L’Apocalypse est un livre qui s’adresse à des chrétiens persécutés qui pouvaient être tentés de lâcher la foi ou faire des compromis. Apocalypse est un mot veut dire révélation ou dévoilement Jean leur révèle alors les coulisses de l’histoire. Une histoire où Dieu règne même si les apparences peuvent donner l’impression du contraire. Le dragon, les bêtes, Babylone et la prostituée peuvent faire du mal aux chrétiens mais au fond, ce sont des loosers, ils ont perdu d’avance. Ce n’est qu’une question de temps avant que Dieu ne soit totalement victorieux et fasse disparaître le mal. Alors autant persévérer et être dans le camp des vainqueurs.

  • Des symboles tirés de l’Ancien-Testament

L’Apocalypse, est un livre un peu codé, il y a des symboles mais ils ne sont pas sortis du chapeau de Jean, ils sont sortis de l’Ancien-Testament. La bonne nouvelle, c’est qu’on est armé pour les décoder. La mauvaise, c’est qu’il faut bien connaître l’Ancien-Testament.

Par exemple, l’ange décode explicitement les chandeliers dans Ap 1.20, on sait que c’est l’Église. Cette image vient bien sûr de l’Ancien-Testament, le chandelier est un des éléments central du temple. Dans Zacharie 4, il est utilisé pour symboliser le Temple qui est souvent compris comme une préfiguration de l’Église dans le Nouveau-Testament (cf 1 P 2.4-10).

Globalement, l’Apocalypse est une synthèse de l’ensemble de la prophétie de l’Ancien-Testament, rien que ça.

  • Des 7, partout !

Sept est un chiffre prisé dans la Bible en général, dans l’Apocalypse en particulier. On le retrouve partout ! Vraiment partout. Par exemple, il y a 7 béatitudes dans l’Apocalypse (1.3 ; 14.13 ; 16.15 ; 19.9 ; 20.6 ; 22.7, 14). C’est le chiffre de la perfection ou de la totalité. Ainsi, derrière les 7 Églises, on se doute que le livre s’adresse, en fait à toutes les Églises.

Le chiffre 7 sert également à structurer le livre. Puisque l’Apocalypse est composée de 7 séries de 7 éléments. On voit d’abord 7 Églises (ch. 2&3) puis 7 sceaux (ch. 4 – 8.1) etc. Voici un schéma qui résume ce plan : http://www.creusonslabible.fr/?p=4909. Ce plan suggère que l’Apocalypse nous révèle une réalité multi-facettes, sous différents angles de vue : il y a le point de vue des sceaux, le point de vue des trompettes, le point de vue des signes etc.
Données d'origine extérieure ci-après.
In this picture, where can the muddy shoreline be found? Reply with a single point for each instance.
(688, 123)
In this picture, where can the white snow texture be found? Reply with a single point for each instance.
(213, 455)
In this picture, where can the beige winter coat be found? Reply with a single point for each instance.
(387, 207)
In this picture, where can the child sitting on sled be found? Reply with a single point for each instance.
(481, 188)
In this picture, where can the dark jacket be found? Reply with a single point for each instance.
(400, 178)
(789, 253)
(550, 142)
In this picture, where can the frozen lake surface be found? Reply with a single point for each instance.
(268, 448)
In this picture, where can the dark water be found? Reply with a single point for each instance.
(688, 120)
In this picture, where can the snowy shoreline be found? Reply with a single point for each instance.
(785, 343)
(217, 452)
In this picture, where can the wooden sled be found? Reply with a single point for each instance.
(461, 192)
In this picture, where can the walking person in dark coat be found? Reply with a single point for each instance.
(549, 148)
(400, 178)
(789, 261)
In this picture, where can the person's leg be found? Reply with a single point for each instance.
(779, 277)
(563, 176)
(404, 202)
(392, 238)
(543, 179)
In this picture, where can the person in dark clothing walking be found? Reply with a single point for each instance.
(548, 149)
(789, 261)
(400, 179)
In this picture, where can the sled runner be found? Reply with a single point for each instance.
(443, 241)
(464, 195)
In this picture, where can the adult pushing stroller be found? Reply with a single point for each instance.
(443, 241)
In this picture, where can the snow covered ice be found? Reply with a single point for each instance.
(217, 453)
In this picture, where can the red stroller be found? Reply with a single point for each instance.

On retrouve aussi d’autres nombres : le 12 (les tribus et les apôtres), 1000 le nombre de l’immensité, 6 (7-1, on essaie d’atteindre la perfection mais on n’y arrive pas). Et aussi des combos, 144000 c’est 12x12x1000, on peut y voir la multitude du peuple de l’Ancienne et de la Nouvelle alliance.

Conclusion : Dieu règne

Au cœur de la question du millénium, il y a la question du règne de Dieu. Avec Jésus, le Royaume de Dieu s’est approché (Mc 1.15), il est présent (Lc 17.20-21) mais il n’est pas encore là dans sa totalité : « que ton règne vienne » (Mt 6.10). Le Royaume est déjà là mais pas encore totalement là. Beaucoup d’avis divergent sur le déroulé futur exact mais tout le monde est d’accord que le Royaume final dans la nouvelle création vient, c’est bien là l’essentiel et c’est ce que, fondamentalement l’Apocalypse annonce.

Pierre Leray, Coordinateur Régional des GBU en Île de France

1 Certains ont parfois du mal avec le principe d’interpréter l’Écriture : « La Bible, c’est la vérité, ça ne s’interprète pas ! ». Mais, interpréter, en gros, c’est comprendre un texte. Sans nier, que la Bible est la vérité, encore faut-il la comprendre ! J’utilise donc grosso-modo interpréter et comprendre comme des synonymes dans cet article.